Dust will list the 20 biggest sub directories or files and will smartly recurse down the tree to find the larger ones. There is no need for a '-d' flag or a '-h' flag. The largest sub directory will have its size shown in *red*
## Why?
du has a number of ways of showing you what it finds, in terms of disk consumption, but really, there are only one or two ways you invoke it: with -h for “human readable” units, like 100G or 89k, or with -b for “bytes”. The former is generally used for a quick survey of a directory with a small number of things in it, and the latter for when you have a bunch and need to sort the output numerically, and youre obligated to either further pass it into something like awk to turn bytes into the appropriate human-friendly unit like mega or gigabytes, or pipe thru sort and head while remembering the '-h' flag. Then once you have the top offenders, you recurse down into the largest one and repeat the process until youve found your cruft or gems and can move on.

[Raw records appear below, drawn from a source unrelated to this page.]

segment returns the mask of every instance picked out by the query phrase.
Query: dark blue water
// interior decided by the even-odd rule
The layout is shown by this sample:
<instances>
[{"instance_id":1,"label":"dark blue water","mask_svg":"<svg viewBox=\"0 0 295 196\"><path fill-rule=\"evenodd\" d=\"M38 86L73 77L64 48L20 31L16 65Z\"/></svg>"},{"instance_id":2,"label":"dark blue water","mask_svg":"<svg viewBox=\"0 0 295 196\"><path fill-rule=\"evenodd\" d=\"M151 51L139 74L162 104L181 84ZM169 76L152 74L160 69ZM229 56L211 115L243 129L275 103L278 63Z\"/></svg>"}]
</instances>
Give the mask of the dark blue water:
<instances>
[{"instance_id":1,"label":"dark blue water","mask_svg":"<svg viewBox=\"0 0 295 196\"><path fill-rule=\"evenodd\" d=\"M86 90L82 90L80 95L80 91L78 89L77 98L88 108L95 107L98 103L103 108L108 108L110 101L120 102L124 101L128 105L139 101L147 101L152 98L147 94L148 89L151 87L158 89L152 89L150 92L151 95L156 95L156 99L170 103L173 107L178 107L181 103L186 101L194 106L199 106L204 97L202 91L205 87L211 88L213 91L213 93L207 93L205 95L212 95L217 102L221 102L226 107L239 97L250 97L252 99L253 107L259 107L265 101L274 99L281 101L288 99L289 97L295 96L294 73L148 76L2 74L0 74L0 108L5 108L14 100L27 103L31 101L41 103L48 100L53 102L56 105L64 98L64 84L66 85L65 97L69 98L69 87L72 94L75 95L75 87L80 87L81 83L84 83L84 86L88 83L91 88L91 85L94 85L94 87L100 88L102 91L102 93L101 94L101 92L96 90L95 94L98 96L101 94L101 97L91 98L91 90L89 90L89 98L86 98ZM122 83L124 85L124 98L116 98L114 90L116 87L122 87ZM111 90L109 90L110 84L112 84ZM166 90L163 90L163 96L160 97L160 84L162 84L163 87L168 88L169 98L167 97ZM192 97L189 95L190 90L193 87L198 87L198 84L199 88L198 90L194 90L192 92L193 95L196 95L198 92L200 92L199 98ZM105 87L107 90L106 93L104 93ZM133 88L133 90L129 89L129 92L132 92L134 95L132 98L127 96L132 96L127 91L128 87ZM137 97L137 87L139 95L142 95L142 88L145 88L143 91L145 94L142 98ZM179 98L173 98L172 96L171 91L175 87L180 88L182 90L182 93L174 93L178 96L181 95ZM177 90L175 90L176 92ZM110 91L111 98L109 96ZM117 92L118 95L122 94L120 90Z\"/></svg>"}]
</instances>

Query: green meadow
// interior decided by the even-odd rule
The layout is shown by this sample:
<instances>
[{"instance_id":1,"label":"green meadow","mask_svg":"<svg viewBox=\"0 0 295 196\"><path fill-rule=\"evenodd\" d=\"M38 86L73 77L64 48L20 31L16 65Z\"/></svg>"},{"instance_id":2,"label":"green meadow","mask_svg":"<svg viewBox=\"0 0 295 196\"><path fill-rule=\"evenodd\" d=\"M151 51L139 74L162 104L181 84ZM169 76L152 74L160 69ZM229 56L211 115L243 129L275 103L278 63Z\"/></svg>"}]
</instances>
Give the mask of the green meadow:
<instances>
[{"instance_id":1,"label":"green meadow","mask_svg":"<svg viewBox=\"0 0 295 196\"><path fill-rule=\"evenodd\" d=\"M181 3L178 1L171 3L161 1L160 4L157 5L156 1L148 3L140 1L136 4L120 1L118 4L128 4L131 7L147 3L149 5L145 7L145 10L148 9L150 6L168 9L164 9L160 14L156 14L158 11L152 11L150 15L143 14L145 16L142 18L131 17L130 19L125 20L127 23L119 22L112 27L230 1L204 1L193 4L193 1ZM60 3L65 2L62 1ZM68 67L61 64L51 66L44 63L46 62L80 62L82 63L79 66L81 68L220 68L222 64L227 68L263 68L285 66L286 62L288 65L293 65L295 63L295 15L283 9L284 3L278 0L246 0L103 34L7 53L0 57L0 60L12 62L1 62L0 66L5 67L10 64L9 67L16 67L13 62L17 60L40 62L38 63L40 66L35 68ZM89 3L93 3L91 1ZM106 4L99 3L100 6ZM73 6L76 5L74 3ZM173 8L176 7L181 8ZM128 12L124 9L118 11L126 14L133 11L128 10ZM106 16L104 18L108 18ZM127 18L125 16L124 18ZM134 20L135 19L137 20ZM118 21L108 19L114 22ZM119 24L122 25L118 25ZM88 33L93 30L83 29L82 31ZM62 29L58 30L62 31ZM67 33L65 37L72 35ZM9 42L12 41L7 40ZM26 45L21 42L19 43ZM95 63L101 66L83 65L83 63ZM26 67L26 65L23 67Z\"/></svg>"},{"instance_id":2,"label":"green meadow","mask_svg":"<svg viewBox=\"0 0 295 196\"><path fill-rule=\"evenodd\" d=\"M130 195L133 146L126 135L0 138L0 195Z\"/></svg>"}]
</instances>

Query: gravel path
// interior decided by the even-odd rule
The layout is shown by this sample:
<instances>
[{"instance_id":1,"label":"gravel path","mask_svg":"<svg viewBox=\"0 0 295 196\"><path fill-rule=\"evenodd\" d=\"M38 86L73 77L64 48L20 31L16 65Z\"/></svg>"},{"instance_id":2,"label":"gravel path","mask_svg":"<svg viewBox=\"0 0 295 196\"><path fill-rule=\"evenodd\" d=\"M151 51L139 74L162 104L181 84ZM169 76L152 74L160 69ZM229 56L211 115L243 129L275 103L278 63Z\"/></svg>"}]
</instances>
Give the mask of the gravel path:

Dust assumes thats what you wanted to do in the first place, and takes care of tracking the largest offenders in terms of actual size, and showing them to you with human-friendly units and in-context within the filetree.
## Usage
```
Usage: dust
Usage: dust <dir>
Usage: dust <dir> <another_dir> <and_more>
Usage: dust -p <dir> (full-path - does not shorten the path of the subdirectories)
Usage: dust -s <dir> (apparent-size - shows the length of the file as opposed to the amount of disk space it uses)
Usage: dust -n 30 <dir> (Shows 30 directories not 20)
Usage: dust -d 3 <dir> (Shows 3 levels of subdirectories)
Usage: dust -r <dir> (Reverse order of output, with root at the lowest)
Usage: dust -x <dir> (Only show directories on same filesystem)
Usage: dust -X ignore <dir> (Ignore all files and directories containing the string 'ignore')
```
```
djin:git/dust> dust
1.2G target
622M ├─┬ debug
445M │ ├── deps
70M │ ├── incremental
56M │ └── build
262M ├─┬ rls
262M │ └─┬ debug
203M │ ├── deps
56M │ └── build
165M ├─┬ package
165M │ └─┬ du-dust-0.2.4
165M │ └─┬ target
165M │ └─┬ debug
131M │ └── deps
165M └─┬ release
124M └── deps
```
## Performance
Dust uses a parallel fetching implementation that greatly improves performance for directory trees with reasonable amount of files (read more than 20) compared to du. This can be as much as 7x faster than du on a clean cache.
## Alternatives
* [NCDU](https://dev.yorhel.nl/ncdu)
* du -d 1 -h | sort -h
Note: Apparent-size is calculated slightly differently in dust to gdu. In dust each hard link is counted as using file_length space. In gdu only the first entry is counted.